Paulo 29/07/2018
Desde a publicação de A Face dos Deuses que a gente é capaz de perceber a habilidade que o Gleyzer possui em representar personagens torpes e cruéis. Desde aqueles realmente malignos até aqueles que desejam alcançar objetivos maléficos a partir de boas intenções. Em Coração de Dragão, nos vemos diante de um personagem realmente maligno e que consegue facilmente justificar suas ações a partir de um racionalismo que somente ele é capaz de entender.
A escrita deste conto é toda em primeira pessoa. A escolha foi ideal porque permite ao leitor se conectar melhor com o personagem. Afinal, é ele quem comanda a narrativa. Mais do que isso, o autor quebra a quarta parede fazendo com que o protagonista converse diretamente com o leitor. O efeito que isso produz é sensacional. Me senti como em um filme do Hannibal Lecter em que eu estou do outro lado das grades argumentando com o protagonista e tentando compreender suas motivações. A história é bem feita e redondinha.
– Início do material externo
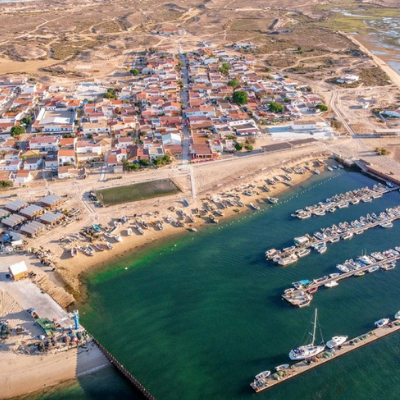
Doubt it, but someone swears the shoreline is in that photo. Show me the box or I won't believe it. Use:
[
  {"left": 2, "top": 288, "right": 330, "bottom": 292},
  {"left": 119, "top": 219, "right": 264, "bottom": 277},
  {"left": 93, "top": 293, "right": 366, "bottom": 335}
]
[{"left": 72, "top": 152, "right": 330, "bottom": 305}]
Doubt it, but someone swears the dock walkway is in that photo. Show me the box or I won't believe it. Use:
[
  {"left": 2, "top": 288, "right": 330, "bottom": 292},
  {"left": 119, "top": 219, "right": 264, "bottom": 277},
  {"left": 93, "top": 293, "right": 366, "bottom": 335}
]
[
  {"left": 258, "top": 321, "right": 400, "bottom": 391},
  {"left": 282, "top": 256, "right": 400, "bottom": 305}
]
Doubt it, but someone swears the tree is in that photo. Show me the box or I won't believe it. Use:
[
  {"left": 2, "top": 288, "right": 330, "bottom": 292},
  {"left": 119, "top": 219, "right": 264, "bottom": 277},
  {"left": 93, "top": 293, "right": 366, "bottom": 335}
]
[
  {"left": 219, "top": 63, "right": 231, "bottom": 75},
  {"left": 235, "top": 142, "right": 243, "bottom": 151},
  {"left": 232, "top": 90, "right": 249, "bottom": 105},
  {"left": 10, "top": 125, "right": 25, "bottom": 137},
  {"left": 228, "top": 79, "right": 240, "bottom": 89},
  {"left": 0, "top": 181, "right": 14, "bottom": 189},
  {"left": 21, "top": 117, "right": 32, "bottom": 125},
  {"left": 268, "top": 101, "right": 285, "bottom": 113},
  {"left": 315, "top": 104, "right": 328, "bottom": 111}
]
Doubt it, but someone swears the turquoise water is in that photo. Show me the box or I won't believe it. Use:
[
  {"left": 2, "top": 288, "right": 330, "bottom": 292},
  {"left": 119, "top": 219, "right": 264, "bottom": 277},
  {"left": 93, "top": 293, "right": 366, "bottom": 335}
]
[{"left": 49, "top": 171, "right": 400, "bottom": 400}]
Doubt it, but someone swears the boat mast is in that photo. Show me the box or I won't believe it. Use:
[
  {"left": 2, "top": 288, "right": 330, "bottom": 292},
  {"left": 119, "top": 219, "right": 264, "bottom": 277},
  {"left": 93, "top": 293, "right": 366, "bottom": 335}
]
[{"left": 311, "top": 308, "right": 317, "bottom": 346}]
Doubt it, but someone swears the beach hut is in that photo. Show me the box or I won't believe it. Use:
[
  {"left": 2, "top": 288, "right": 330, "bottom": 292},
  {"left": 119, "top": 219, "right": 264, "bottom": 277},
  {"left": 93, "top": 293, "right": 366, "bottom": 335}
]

Tem um começo, um desenvolvimento e uma conclusão que conseguem torná-la simples, porém compreensível.
O protagonista foi baseado sim no Hannibal. A gente consegue traçar algumas similaridades. Porém, o autor dá toda uma personalidade ao personagem, tornando-o único. O Dragão é carismático de uma forma maligna. Se a intenção era de fato apresentar um protagonista encantador, o objetivo foi alcançado. A maneira como ele fala, como podemos imaginar os seus gestos, dá vida a ele. A narrativa nada mais é do que a de um serial killer que conta como ele iniciou sua vida de crimes. Possuindo motivações frívolas, mas que para ele são grandiosas, ele aterroriza o Brasil. A história começa com o personagem preso, marcado para a morte, mas feliz por ter conseguido deixar sua marca. E provavelmente essa é a grande temática deste conto: ser lembrado. O personagem poderia ter continuado em sua trilha invisível de assassinatos, mas isso não bastava a ele. Era preciso algo mais. Isso conta bastante o funcionamento da mente de um assassino em série.
Coração de Dragão é um conto rápido, porém muito interessante. Gleyzer demonstra que está evoluindo em sua escrita, sendo capaz de nos entregar uma história fora de sua pegada inicial, mais voltada para a fantasia, e nos apresentar uma narrativa mais violenta e cruel. Seu personagem certamente se tornou memorável aos meus olhos.